En France, le Défenseur des droits est nommé par le Président de la République pour un mandat de 6 ans et a de nombreuses missions: l’amélioration des relations entre les usagers et les services publics, la lutte contre toute forme de discrimination ou encore la protection des droits de l’enfant et des défenseurs d’alerte. Il peut également émettre des avis et recommandations en relation avec la déontologie des forces de l’ordre. Il n’y a qu’un seul défenseur des droits en France mais celui-ci nomme de nombreux délégués partout sur le territoire, qui font office d’intermédiaire entre les citoyens et lui.

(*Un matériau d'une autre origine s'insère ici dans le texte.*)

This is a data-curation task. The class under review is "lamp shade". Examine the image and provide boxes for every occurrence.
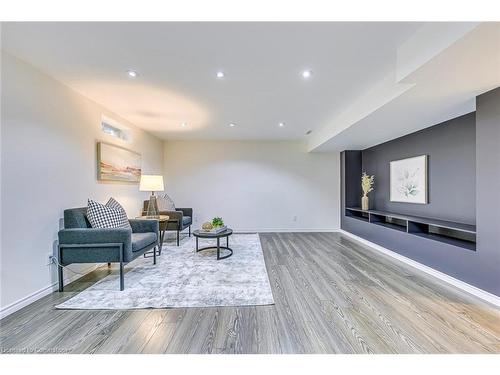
[139,175,164,192]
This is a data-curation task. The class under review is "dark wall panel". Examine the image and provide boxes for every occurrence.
[341,151,362,228]
[362,113,476,224]
[475,87,500,295]
[344,151,362,208]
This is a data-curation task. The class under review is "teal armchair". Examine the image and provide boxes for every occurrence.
[57,207,159,291]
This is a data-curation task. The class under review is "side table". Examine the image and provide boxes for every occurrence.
[135,215,169,257]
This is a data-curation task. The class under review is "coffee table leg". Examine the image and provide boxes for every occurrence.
[217,237,220,260]
[196,236,199,251]
[227,236,229,248]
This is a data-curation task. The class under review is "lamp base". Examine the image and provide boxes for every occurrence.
[146,194,159,218]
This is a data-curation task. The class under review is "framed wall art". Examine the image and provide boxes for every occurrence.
[390,155,428,204]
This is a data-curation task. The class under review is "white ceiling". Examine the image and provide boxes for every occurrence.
[310,22,500,151]
[1,22,422,142]
[2,22,498,151]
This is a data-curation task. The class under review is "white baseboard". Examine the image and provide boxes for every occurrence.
[0,264,100,319]
[338,229,500,307]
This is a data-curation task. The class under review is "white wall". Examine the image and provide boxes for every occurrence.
[0,52,341,315]
[163,140,340,232]
[0,52,163,313]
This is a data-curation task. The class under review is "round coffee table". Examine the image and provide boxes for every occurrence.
[193,228,233,260]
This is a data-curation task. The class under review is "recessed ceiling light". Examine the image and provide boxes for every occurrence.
[216,71,225,78]
[302,70,313,79]
[278,122,285,127]
[229,123,236,127]
[181,122,187,127]
[127,70,138,78]
[305,130,312,135]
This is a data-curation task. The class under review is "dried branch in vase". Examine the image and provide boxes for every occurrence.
[361,172,375,197]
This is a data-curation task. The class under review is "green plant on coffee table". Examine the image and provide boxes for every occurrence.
[212,217,224,228]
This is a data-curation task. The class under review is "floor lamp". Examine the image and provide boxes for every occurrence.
[139,175,164,218]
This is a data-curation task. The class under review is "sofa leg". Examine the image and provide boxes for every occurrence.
[107,262,111,267]
[58,264,64,292]
[120,261,124,291]
[177,230,180,246]
[58,245,64,292]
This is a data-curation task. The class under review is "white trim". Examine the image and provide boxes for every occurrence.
[0,264,100,319]
[338,229,500,307]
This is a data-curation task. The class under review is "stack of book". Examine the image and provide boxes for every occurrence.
[201,225,227,234]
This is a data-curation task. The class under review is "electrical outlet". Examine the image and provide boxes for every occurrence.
[293,215,298,222]
[46,253,55,266]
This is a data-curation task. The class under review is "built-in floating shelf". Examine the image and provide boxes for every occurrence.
[370,212,407,232]
[345,207,369,222]
[345,207,476,251]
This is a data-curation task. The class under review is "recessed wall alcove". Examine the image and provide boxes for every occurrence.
[341,87,500,297]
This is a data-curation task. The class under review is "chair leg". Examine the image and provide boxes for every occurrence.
[153,246,157,265]
[119,261,124,291]
[58,246,64,292]
[58,264,64,292]
[189,226,191,237]
[177,230,180,246]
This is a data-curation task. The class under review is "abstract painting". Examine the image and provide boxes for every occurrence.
[97,142,141,183]
[390,155,428,204]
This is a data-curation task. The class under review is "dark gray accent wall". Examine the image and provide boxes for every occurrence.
[475,87,500,296]
[362,113,476,224]
[341,151,362,229]
[341,87,500,297]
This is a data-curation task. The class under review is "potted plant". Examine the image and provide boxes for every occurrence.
[212,217,225,228]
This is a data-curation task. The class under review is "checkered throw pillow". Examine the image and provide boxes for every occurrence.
[87,198,131,229]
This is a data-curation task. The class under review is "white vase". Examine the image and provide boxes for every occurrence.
[361,196,369,211]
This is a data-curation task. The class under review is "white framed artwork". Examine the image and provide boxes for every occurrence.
[390,155,428,204]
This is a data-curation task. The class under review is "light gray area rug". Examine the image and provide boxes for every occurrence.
[56,233,274,310]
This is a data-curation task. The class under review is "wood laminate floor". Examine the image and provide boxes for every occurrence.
[1,232,499,354]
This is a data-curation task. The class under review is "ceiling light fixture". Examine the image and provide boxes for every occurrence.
[127,70,139,78]
[302,70,313,79]
[278,122,285,127]
[229,123,236,127]
[181,122,187,127]
[216,71,225,78]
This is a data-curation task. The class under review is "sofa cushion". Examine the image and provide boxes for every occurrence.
[182,216,192,225]
[132,232,157,252]
[64,207,92,229]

Toute personne physique ou morale peut le saisir directement et gratuitement. Il peut être saisi par voie postale, auprès de l’un de ses délégués, mais également en ligne, en remplissant un formulaire prévu à cet effet sur le site du Défenseur des droits.
Celui-ci dispose d’un pouvoir de recommandation en vue de garantir le respect des droits et libertés de la personne s’estimant lésée. Si un enfant étranger ou handicapé a des difficultés pour accéder à l’école par exemple, la famille peut saisir le défenseur des droits. Si un agent du service public fait usage de la force de manière disproportionnée, il peut également être saisi.
Cette institution, désormais inscrite dans la Constitution, reste critiquée par son manque de possibilité d’actions. En effet, le Défenseur des droits possède des larges pouvoirs d’investigation et d’enquête mais ne peut émettre que des recommandations à l’égard des personnes mises en causes. Il peut demander à l’autorité qui en a le pouvoir que des sanctions disciplinaires soient prises mais ne possède pas de pouvoirs contraignants.
Jacques Toubon, ancien ministre de la justice, était le Défenseur des droits depuis le 17 juillet 2014, ayant pris la succession de Dominique Baudis, décédé en fonction. Son mandat a été l’occasion pour lui de dénoncer l’utilisation des lanceurs de balle de défense (LBD) et la fréquence des contrôles au faciès en France. Il a ainsi fait face à 780 000 demandes d’intervention ou de conseil. Les principales causes de discriminations rencontrées avaient à trait à l’origine du demandeur, son âge, sa santé ou la présence d’un handicap physique ou mental.
Jacques Toubon a émis des critiques sévères sur le mauvais accueil des mineurs étrangers et sur la gestion des camps de migrants. Il a également reproché à la France la transcription d’une partie de l’état d’urgence dans la loi après les attentats de 2017.
A la veille de son départ, le Défenseur des droits a renouvelé ses recommandations pour que le maintien de l’ordre soit exercé dans le respect de la déontologie des forces de police. Dans son rapport, il préconise la fin de la technique de l’encagement, utilisé par les forces de police lors d’interpellations. Il alerte d’ailleurs sur les conséquences des interpellations préventives, notamment lors des manifestations, qui aboutissent souvent à des mesures privatives de liberté disproportionnées. Enfin, Jacques Toubon se dit en faveur de mesures pour garantir l’identification des forces de l’ordre sur la voie publique. Ces préconisations seront au cœur de la nouvelle mission de Claire Hédon.